AMD 250 Computer Hardware User Manual


 
Chapter 7 Scheduling Optimizations 155
Software Optimization Guide for AMD64 Processors
25112 Rev. 3.06 September 2005
Avoid an assembly-language equivalent like this, which uses base and displacement components (for
example, [esi+a]) to compute array-element addresses, requiring additional pointer arithmetic to
increment the offsets into the forward-traversed arrays:
mov ecx, MAXSIZE ; Initialize loop counter.
xor esi, esi ; Initialize offset into array a.
xor edi, edi ; Initialize offset into array b.
xor ebx, ebx ; Initialize offset into array c.
add_loop:
mov eax, [esi+a] ; Get element from a.
mov edx, [edi+b] ; Get element from b.
add eax, edx ; a[i] + b[i]
mov [ebx+c], eax ; Write result to c.
add esi, 4 ; Increment offset into a.
add edi, 4 ; Increment offset into b.
add ebx, 4 ; Increment offset into c.
dec ecx ; Decrement loop count
jnz add_loop ; until loop count is 0.
Instead, traverse the arrays in a downward direction (from higher to lower addresses), in order to take
advantage of scaled-index addressing (for example, [ecx*4+a]), which minimizes pointer arithmetic
within the loop:
mov ecx, MAXSIZE - 1 ; Initialize index.
add_loop:
mov eax, [ecx*4+a] ; Get element from a.
mov edx, [ecx*4+b] ; Get element from b.
add eax, edx ; a[i] + b[i]
mov [ecx*4+c], eax ; Write result to c.
dec ecx ; Decrement index
jns add_loop ; until index is negative.
A change in the direction of traversal is possible only if each loop iteration is completely independent
of the others.
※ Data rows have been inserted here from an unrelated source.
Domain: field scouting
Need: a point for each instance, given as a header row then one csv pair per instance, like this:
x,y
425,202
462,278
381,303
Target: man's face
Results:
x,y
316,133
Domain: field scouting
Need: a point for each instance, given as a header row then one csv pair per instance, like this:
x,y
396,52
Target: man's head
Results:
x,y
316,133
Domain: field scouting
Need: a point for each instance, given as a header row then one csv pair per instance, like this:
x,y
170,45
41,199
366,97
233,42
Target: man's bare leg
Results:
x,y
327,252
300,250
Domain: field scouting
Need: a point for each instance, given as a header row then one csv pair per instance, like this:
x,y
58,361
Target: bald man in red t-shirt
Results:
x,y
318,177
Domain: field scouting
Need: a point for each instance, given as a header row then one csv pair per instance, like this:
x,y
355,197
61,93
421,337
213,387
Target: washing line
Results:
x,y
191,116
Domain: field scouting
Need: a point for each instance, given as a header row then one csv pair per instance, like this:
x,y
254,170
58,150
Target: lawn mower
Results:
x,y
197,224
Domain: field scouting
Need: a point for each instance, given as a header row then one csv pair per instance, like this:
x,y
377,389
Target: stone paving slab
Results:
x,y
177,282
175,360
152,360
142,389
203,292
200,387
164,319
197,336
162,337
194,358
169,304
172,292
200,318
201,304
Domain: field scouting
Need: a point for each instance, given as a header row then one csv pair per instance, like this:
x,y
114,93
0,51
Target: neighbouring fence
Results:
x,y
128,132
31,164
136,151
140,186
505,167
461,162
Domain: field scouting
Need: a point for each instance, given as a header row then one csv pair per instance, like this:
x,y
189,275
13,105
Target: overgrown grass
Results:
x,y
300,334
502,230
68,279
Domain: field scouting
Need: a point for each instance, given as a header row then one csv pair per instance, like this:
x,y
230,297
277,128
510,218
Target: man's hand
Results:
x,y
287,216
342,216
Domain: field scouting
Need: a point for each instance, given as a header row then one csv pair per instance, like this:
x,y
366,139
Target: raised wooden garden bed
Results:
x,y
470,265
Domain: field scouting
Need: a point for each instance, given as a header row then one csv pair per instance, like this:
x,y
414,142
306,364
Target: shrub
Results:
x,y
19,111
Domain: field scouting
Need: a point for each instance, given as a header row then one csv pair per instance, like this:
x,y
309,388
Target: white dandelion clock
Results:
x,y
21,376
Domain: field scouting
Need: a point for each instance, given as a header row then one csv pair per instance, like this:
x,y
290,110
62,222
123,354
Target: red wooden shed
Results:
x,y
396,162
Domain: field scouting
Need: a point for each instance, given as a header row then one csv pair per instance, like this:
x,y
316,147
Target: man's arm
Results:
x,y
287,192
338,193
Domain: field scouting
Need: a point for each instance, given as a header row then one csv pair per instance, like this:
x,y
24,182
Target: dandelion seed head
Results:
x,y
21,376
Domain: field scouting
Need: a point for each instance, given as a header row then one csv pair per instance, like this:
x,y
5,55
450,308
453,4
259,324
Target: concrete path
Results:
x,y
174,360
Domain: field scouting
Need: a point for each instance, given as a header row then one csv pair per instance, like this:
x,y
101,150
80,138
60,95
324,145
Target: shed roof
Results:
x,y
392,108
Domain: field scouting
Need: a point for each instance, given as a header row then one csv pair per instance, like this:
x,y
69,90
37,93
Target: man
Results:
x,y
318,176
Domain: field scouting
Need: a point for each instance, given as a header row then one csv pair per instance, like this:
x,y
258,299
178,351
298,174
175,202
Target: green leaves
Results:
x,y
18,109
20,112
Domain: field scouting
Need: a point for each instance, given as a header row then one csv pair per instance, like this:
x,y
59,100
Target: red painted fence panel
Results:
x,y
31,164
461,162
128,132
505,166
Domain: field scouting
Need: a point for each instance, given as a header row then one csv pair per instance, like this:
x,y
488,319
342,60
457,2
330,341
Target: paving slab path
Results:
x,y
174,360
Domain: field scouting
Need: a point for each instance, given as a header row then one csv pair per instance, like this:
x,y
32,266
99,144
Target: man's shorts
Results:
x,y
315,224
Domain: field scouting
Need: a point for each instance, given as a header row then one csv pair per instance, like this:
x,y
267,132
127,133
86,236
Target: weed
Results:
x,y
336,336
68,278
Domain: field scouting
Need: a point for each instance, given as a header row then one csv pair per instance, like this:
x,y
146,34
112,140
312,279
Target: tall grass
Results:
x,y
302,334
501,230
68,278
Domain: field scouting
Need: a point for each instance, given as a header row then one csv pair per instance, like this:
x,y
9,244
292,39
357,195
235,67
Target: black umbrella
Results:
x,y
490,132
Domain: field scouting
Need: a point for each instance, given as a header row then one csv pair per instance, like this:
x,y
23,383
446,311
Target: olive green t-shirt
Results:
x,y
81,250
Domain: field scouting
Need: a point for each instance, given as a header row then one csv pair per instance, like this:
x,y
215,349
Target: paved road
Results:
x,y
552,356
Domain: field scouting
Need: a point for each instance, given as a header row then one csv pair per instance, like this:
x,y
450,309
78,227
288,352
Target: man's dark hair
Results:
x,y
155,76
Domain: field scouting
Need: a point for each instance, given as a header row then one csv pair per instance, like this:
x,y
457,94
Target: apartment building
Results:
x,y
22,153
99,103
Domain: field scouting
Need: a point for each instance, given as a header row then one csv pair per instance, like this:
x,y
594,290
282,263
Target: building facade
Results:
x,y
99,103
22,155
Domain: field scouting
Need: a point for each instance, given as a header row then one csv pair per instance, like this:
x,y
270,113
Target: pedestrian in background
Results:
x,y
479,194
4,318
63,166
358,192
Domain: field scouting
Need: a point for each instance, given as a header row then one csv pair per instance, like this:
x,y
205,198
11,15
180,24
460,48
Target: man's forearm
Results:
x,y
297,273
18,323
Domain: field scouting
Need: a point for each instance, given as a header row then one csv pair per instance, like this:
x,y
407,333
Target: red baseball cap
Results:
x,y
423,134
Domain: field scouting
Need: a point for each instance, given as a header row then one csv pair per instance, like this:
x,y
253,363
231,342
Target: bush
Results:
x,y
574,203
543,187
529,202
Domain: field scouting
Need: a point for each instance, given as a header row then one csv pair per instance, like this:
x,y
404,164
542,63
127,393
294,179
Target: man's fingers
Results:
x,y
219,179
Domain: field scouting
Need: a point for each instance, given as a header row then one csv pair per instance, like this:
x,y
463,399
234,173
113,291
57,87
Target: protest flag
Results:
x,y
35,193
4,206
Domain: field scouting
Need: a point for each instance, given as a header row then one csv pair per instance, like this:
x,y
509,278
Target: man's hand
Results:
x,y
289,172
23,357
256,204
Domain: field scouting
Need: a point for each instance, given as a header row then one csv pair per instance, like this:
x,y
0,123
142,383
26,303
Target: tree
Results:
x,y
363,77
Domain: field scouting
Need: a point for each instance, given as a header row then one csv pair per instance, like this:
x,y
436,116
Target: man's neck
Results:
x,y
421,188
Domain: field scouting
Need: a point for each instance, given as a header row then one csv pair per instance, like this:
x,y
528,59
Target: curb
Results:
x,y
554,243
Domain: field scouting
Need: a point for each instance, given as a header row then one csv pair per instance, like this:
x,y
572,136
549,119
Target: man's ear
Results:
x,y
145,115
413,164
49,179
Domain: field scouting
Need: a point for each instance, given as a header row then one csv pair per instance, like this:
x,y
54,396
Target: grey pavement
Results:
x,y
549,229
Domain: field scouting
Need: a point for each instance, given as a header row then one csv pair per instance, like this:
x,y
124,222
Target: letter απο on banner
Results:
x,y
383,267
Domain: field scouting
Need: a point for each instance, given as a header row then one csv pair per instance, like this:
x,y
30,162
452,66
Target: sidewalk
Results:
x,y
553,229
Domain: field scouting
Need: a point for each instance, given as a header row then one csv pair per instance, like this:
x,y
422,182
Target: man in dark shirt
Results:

If you cannot change the direction of traversal for a given array, it is still possible to
minimize pointer arithmetic by using as a base address a displacement that points to the byte past the
end of the array, and using an index that starts with a negative value and reaches zero when the loop
expires:
mov ecx, (-MAXSIZE) ; Initialize index.
add_loop:
mov eax, [ecx*4+a+MAXSIZE*4] ; Get element from a.
mov edx, [ecx*4+b+MAXSIZE*4] ; Get element from b.
add eax, edx ; a[i] + b[i]
mov [ecx*4+c+MAXSIZE*4], eax ; Write result to c.
inc ecx ; Increment index
jnz add_loop ; until index is 0.